Let's represent the constant part of the cost with "a" and the part that varies with time with "b". We can set up the following equations:
Equation 1: 3500 = a + b * 5.5
Equation 2: 2900 = a + b * 4
To find the value of "a" and "b," we can use the elimination method:
Step 1: Multiply Equation 2 by 5.5 to make the coefficients of "b" in both equations equal:
5.5 * Equation 2: 5.5 * 2900 = 5.5 * a + 22b
Step 2: Subtract Equation 1 from the result of Step 1 to eliminate "a":
5.5 * 2900 - 3500 = 5.5 * a + 22b - (a + b * 5.5)
Now, simplify the equation:
15950 - 3500 = 4.5a + 16.5b
Simplify further:
12450 = 4.5a + 16.5b
This is our third equation.
We now have a system of three equations:
Equation 1: 3500 = a + b * 5.5
Equation 2: 2900 = a + b * 4
Equation 3: 12450 = 4.5a + 16.5b
Now, to solve this system of equations, you can use various methods such as substitution, elimination, or matrix operations. I will use the elimination method to find the values of "a" and "b".
Step 1: Multiply Equation 1 by 4 and Equation 2 by 5:
4 * Equation 1: 4 * (3500 = a + b * 5.5) -> 14000 = 4a + 22b
5 * Equation 2: 5 * (2900 = a + b * 4) -> 14500 = 5a + 20b
Step 2: Subtract Equation 2 from Equation 1:
14000 - 14500 = 4a + 22b - (5a + 20b)
-500 = -a + 2b
This is our fourth equation.
We now have a system of four equations:
Equation 1: 3500 = a + b * 5.5
Equation 2: 2900 = a + b * 4
Equation 3: 12450 = 4.5a + 16.5b
Equation 4: -500 = -a + 2b
To solve this system, you can use elimination again or use matrix operations.
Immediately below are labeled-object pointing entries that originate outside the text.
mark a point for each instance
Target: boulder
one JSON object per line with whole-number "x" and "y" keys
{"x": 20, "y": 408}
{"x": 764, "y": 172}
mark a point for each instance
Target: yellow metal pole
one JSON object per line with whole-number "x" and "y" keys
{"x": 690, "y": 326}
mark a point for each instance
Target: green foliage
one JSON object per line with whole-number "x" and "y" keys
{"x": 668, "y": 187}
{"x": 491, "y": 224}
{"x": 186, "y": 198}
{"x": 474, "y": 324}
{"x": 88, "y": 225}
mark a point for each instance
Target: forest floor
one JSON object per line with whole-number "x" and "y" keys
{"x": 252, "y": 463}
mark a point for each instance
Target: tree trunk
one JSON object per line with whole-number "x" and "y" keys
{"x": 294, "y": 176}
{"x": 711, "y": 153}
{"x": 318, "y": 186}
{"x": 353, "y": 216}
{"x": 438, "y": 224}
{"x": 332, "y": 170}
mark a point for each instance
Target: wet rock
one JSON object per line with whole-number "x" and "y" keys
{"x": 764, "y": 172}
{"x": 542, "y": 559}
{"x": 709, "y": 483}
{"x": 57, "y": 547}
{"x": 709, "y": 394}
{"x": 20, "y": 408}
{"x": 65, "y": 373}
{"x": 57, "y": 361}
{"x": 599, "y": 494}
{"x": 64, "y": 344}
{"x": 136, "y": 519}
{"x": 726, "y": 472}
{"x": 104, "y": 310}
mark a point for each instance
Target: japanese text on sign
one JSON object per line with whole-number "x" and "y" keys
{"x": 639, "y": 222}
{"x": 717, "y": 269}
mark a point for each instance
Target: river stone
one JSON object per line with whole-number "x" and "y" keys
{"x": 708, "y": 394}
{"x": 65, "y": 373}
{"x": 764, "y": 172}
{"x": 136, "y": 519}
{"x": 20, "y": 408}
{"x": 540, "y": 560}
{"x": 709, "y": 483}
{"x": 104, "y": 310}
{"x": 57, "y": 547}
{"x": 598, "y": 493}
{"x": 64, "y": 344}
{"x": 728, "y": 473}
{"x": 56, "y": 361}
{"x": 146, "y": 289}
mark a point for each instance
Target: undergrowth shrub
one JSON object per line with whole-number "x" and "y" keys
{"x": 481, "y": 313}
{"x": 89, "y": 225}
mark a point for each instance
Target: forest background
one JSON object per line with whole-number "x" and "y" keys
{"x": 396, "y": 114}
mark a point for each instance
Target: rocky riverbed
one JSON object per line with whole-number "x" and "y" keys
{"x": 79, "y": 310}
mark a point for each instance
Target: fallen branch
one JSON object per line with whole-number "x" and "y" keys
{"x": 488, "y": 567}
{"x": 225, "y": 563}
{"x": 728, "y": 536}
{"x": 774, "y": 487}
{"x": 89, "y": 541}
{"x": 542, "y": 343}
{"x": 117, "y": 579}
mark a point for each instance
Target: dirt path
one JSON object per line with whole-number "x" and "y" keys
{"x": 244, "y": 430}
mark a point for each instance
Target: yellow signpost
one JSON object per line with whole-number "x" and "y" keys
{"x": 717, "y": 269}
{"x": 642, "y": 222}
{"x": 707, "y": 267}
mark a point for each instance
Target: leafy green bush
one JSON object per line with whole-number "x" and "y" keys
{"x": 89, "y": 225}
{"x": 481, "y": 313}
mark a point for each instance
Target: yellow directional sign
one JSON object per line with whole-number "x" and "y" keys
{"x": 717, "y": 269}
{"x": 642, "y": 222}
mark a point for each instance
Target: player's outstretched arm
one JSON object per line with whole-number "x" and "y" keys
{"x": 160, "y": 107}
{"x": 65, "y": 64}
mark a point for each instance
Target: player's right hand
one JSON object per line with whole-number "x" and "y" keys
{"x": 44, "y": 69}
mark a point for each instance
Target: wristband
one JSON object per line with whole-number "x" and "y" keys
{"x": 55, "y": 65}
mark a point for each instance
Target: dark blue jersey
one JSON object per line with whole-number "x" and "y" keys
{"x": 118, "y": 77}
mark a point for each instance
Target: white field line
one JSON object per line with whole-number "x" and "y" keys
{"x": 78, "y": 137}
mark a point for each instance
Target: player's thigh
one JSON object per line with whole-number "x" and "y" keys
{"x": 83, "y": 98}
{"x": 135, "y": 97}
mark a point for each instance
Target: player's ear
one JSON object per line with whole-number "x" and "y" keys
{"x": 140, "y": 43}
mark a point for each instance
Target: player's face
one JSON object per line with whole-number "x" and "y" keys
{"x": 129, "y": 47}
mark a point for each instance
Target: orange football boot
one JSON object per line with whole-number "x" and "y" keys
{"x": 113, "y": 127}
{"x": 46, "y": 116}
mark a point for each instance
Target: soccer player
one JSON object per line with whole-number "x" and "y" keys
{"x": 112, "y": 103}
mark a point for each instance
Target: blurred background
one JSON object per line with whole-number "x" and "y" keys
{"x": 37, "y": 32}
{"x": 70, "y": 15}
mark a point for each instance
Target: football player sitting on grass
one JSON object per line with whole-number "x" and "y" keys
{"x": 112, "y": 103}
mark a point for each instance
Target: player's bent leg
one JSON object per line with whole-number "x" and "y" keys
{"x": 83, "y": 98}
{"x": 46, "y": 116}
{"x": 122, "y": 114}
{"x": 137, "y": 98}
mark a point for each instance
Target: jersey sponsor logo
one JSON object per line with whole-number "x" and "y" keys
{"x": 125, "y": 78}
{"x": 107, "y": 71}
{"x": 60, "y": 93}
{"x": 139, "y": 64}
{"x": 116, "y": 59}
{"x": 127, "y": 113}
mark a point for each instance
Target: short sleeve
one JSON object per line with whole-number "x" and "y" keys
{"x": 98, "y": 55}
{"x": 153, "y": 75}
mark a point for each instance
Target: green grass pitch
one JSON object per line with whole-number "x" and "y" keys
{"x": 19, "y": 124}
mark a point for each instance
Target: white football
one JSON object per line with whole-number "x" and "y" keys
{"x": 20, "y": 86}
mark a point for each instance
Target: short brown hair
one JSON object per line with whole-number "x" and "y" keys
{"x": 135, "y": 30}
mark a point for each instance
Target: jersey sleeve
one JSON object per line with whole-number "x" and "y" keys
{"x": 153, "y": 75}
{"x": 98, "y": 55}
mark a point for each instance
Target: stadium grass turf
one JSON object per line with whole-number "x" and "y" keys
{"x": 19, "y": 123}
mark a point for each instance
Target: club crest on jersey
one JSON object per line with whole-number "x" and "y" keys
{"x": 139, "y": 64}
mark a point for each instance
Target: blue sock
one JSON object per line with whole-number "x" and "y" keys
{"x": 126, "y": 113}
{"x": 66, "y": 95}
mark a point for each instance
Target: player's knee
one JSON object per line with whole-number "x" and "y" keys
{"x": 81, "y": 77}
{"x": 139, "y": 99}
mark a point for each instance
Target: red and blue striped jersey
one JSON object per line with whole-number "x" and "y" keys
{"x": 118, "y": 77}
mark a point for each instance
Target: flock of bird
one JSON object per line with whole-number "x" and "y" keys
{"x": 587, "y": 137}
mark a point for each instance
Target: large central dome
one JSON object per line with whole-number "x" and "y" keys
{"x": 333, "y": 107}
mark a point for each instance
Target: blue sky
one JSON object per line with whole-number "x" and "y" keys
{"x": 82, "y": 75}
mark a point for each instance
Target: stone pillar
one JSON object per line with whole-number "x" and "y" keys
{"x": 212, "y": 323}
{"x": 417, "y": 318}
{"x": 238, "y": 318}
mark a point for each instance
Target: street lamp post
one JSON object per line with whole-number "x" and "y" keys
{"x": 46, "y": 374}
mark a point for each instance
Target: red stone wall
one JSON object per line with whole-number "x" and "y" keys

For simplicity, I will use the elimination method.
Step 1: Multiply Equation 4 by 4:
4 * Equation 4: 4 * (-500 = -a + 2b) -> -2000 = -4a + 8b
Step 2: Add Equation 3 to the result of Step 1:
-2000 + 12450 = -4a + 8b + (4.5a + 16.5b)
10450 = 0.5a + 24.5b
This is our fifth equation.
We now have a system of five equations:
Equation 1: 3500 = a + b * 5.5
Equation 2: 2900 = a + b * 4
Equation 3: 12450 = 4.5a + 16.5b
Equation 4: -500 = -a + 2b
Equation 5: 10450 = 0.5a + 24.5b
Using these equations, we can solve for "a" and "b" simultaneously. Once we have their values, we can write the formula connecting cost (C) with time (T) by plugging in the values of "a" and "b" into the formula:
C = a + bT
Finally, using the derived formula, you can substitute the value of T = 7.5 hours to find the cost of a 7 1/2 hour service.